The future of Jewish life in Europe is being called into question by rising antisemitism, according to an analysis of global attacks and abuse.
Jews in many countries around the world feel an “increasing sense of emergency”, said Moshe Kantor, the president of the European Jewish Congress, launching the 2018 Kantor Center report on global antisemitism on Wednesday.
The analysis by the organisation, which represents Jewish communities in Europe, found an increase in 2018 in almost all forms of antisemitism, with the number of major violent incidents rising by 13%, from 342 to 387. The highest number of such cases were in the US (100), the UK (68), and France and Germany (35 each).
A separate report published by the US Jewish activist group the Anti-Defamation League on Tuesday, three days after a shooting at a synagogue near San Diego, found that violent attacks against the Jewish community in the US doubled last year.
The ADL recorded 1,879 antisemitic incidents, including harassment, vandalism and physical assault – a 5% decrease on 2017. However, the 59 victims of physical assault – including 11 people killed in a shooting at the Tree of Life synagogue in Pittsburgh last October – was up from 21 victims the previous year.
The report by the Israel-based Kantor Center for the Study of Contemporary European Jewry said antisemitism was being normalised.

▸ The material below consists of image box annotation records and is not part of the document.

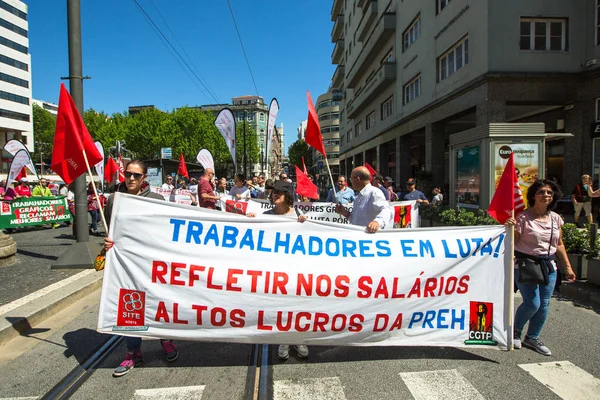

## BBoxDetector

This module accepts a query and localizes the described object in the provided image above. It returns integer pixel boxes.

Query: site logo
[0,201,12,215]
[498,145,512,160]
[465,301,498,346]
[225,200,248,215]
[117,289,146,327]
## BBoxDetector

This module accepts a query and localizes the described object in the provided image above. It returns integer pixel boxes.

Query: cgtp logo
[465,301,498,346]
[117,289,146,326]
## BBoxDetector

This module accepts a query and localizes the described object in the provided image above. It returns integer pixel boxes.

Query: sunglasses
[125,171,144,181]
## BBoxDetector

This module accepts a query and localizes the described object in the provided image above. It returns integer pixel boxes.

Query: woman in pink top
[506,179,575,356]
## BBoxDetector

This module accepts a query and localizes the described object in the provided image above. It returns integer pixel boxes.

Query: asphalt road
[0,292,600,400]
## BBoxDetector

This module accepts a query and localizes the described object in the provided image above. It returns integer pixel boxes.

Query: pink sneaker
[113,350,143,378]
[160,340,179,362]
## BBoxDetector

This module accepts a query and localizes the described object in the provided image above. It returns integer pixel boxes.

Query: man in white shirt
[162,176,175,190]
[335,167,394,233]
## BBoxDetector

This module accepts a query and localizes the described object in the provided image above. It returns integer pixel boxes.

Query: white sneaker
[277,344,290,360]
[294,344,308,358]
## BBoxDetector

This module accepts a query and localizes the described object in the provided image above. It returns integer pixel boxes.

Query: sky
[25,0,335,154]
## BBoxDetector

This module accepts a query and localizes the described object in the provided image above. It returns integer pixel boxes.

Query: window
[0,0,27,21]
[354,121,362,137]
[436,36,469,82]
[0,72,29,88]
[367,111,375,130]
[0,54,29,71]
[404,74,421,104]
[0,36,27,54]
[381,96,394,120]
[402,15,421,51]
[435,0,452,15]
[521,18,568,51]
[0,18,27,37]
[596,0,600,46]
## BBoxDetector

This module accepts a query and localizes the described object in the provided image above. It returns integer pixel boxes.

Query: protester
[198,168,220,210]
[335,167,394,233]
[247,180,308,360]
[104,160,179,377]
[383,176,398,201]
[571,174,593,224]
[431,186,444,206]
[215,178,229,211]
[162,176,175,190]
[188,178,198,206]
[229,174,250,200]
[325,175,356,204]
[31,178,52,197]
[371,174,390,201]
[506,179,575,356]
[15,178,31,199]
[398,178,429,204]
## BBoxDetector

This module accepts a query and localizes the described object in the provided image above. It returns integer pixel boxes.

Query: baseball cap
[273,180,294,197]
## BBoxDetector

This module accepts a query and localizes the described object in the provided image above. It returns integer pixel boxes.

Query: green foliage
[288,139,312,168]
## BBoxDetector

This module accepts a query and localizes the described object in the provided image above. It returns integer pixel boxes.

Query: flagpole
[81,149,108,233]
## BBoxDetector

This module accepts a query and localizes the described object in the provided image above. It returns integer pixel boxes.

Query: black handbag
[517,215,554,285]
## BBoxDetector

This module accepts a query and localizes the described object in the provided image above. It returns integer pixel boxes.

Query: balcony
[346,62,396,119]
[331,40,344,64]
[346,13,396,88]
[331,14,344,43]
[331,64,345,88]
[331,0,344,21]
[357,0,377,42]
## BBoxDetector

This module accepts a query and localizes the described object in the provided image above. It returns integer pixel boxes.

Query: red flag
[117,155,125,183]
[50,83,102,184]
[302,157,308,175]
[177,153,190,180]
[15,167,27,182]
[304,90,327,157]
[104,157,119,184]
[294,165,319,200]
[365,161,377,179]
[488,153,525,224]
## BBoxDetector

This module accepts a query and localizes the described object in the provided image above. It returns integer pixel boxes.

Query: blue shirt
[325,187,356,204]
[398,190,427,201]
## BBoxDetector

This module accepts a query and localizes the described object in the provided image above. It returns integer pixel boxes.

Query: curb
[0,270,104,346]
[560,281,600,309]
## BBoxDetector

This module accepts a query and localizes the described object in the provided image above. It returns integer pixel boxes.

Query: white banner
[265,98,279,166]
[98,193,512,348]
[151,187,192,206]
[196,149,215,172]
[4,139,39,180]
[94,141,104,192]
[214,108,237,171]
[221,199,420,228]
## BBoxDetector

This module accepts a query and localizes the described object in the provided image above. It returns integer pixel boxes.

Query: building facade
[0,0,34,171]
[331,0,600,208]
[312,91,340,193]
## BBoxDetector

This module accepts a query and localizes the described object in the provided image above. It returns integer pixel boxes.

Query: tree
[31,103,56,163]
[288,139,312,169]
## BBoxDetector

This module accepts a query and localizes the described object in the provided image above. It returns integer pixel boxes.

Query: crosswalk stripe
[399,369,485,400]
[273,376,346,400]
[133,385,206,400]
[519,361,600,400]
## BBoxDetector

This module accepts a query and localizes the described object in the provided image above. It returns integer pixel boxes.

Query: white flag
[265,98,279,165]
[214,108,237,171]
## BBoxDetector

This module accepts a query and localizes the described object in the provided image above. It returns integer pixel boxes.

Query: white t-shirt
[229,186,250,199]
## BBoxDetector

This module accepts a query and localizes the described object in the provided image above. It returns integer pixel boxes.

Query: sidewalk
[0,227,103,344]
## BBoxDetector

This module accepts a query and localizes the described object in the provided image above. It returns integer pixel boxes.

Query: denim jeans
[515,270,558,339]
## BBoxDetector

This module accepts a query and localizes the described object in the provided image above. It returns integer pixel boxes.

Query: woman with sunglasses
[104,160,179,377]
[506,179,575,356]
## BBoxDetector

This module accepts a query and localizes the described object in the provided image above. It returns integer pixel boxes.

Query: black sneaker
[523,336,552,356]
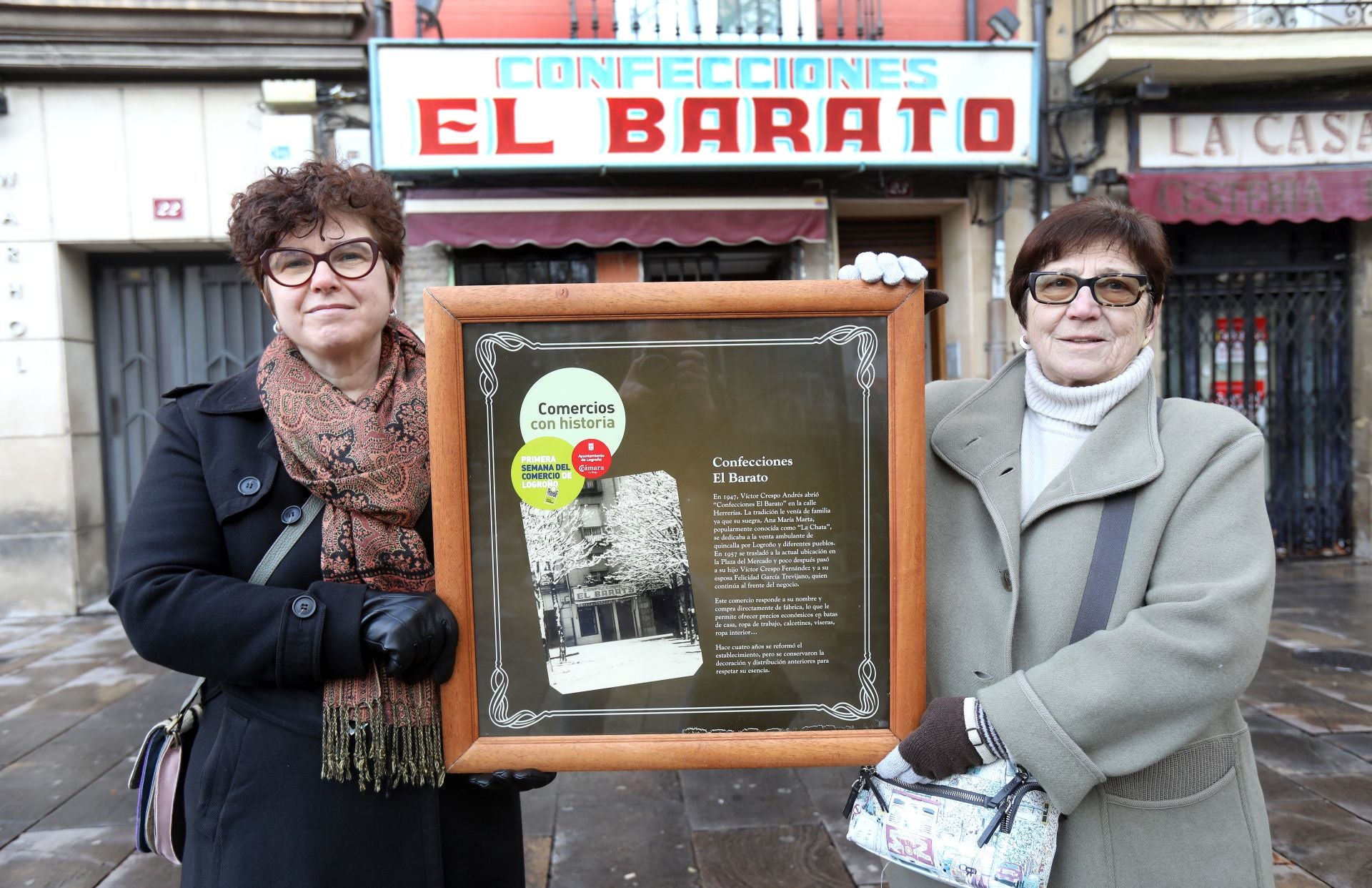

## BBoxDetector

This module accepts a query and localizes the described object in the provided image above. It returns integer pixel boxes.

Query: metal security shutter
[1162,222,1357,557]
[92,257,273,558]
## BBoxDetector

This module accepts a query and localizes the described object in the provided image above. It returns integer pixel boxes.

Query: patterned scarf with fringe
[258,317,444,791]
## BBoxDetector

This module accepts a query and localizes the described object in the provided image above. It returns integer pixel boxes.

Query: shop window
[643,246,792,282]
[576,606,600,638]
[453,248,595,287]
[615,0,817,43]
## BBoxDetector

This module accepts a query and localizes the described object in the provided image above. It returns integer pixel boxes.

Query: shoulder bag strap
[180,493,324,712]
[1068,398,1162,643]
[249,493,324,586]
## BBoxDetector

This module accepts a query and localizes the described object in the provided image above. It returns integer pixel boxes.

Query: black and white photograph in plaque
[520,472,702,693]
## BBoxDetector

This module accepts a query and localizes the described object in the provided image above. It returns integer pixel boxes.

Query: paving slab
[1246,712,1372,776]
[692,825,852,888]
[521,836,553,888]
[680,769,819,830]
[1324,733,1372,761]
[519,773,554,836]
[549,771,682,801]
[796,767,886,885]
[0,827,129,888]
[547,796,700,888]
[1268,800,1372,888]
[100,854,181,888]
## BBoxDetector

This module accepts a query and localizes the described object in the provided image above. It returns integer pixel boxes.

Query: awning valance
[1128,166,1372,225]
[404,189,829,247]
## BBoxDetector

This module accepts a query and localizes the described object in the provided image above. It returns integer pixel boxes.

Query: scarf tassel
[319,701,447,792]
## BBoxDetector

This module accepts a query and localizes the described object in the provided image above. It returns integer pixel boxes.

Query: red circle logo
[572,438,609,478]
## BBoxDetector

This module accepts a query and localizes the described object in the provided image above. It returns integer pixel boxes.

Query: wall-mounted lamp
[1133,76,1172,102]
[986,9,1020,40]
[414,0,443,40]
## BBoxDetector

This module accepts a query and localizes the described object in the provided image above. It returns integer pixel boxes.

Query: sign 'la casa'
[372,43,1033,170]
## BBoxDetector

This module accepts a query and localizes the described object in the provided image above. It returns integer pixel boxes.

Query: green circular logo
[510,435,586,510]
[519,367,625,453]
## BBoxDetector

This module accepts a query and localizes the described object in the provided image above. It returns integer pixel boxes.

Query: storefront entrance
[1162,222,1353,557]
[91,255,273,561]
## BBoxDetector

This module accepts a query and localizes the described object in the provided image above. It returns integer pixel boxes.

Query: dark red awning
[404,189,829,247]
[1128,166,1372,225]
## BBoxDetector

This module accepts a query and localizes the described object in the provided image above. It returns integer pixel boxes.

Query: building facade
[0,0,372,615]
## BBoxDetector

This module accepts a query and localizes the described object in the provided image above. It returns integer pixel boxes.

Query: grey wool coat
[888,357,1275,888]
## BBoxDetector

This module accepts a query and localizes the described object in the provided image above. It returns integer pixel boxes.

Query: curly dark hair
[229,159,404,292]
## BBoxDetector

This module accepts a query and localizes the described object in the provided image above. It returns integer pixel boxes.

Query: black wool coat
[110,367,524,888]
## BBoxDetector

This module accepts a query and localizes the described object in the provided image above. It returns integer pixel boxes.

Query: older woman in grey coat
[844,199,1275,888]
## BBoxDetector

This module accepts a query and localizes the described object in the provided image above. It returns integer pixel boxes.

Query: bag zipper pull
[844,764,877,819]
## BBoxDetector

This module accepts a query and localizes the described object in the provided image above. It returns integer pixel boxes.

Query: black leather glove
[362,589,457,684]
[467,767,557,792]
[877,697,981,781]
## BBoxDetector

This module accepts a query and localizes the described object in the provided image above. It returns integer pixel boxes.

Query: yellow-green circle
[510,436,586,510]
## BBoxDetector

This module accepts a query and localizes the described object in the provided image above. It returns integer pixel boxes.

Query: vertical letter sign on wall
[425,282,923,771]
[372,41,1038,170]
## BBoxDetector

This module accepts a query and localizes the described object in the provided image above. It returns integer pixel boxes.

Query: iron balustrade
[1073,0,1372,49]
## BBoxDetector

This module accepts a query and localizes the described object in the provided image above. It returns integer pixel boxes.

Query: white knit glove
[838,252,929,287]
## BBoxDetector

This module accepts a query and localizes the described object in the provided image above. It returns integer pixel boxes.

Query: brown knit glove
[896,697,981,779]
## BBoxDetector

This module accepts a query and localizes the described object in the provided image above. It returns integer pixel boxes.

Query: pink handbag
[129,678,204,863]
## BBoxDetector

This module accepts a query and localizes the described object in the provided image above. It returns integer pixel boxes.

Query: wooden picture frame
[424,282,925,773]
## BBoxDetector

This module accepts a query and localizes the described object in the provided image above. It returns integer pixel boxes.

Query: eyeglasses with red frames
[261,237,382,287]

It was “no longer an issue confined to the activity of the far-left, far-right and radical Islamists triangle - it has mainstreamed and become an integral part of life,” it said.
In France, the interior ministry recorded 541 acts against Jews in 2018 – an increase of 74% compared with the previous year - according to the report. Eighty-one involved physical violence. In Germany, there was a 70% increase in violent antisemitism.
In the UK, physical assaults were down by 17% to 123, but in total there were 1,652 documented antisemitic incidents – a rise of 16% on 2017.
Speaking in Tel Aviv, Kantor said: “There is an increasing sense of emergency among Jews in many countries around the world. Antisemitism has recently progressed to the point of calling into question the very continuation of Jewish life in Europe.”
He cited a recent report by the EU Fundamental Rights Agency, which said that 38% of European Jews had considered emigrating from Europe because they did not feel safe. “It feels like almost every taboo relating to Jews, Judaism and Jewish life has been broken,” Kantor said.
Among the reasons suggested in the report for the increase in antisemitic activity was generational distance from the Holocaust.
“Almost 75 years after world war two ended, a growing number of the present third generation feel free of the commitment to know, remember and expiate for bygone wrongs. They are free of the burden that cast a shadow on former generations regarding the plight of Jews,” it said.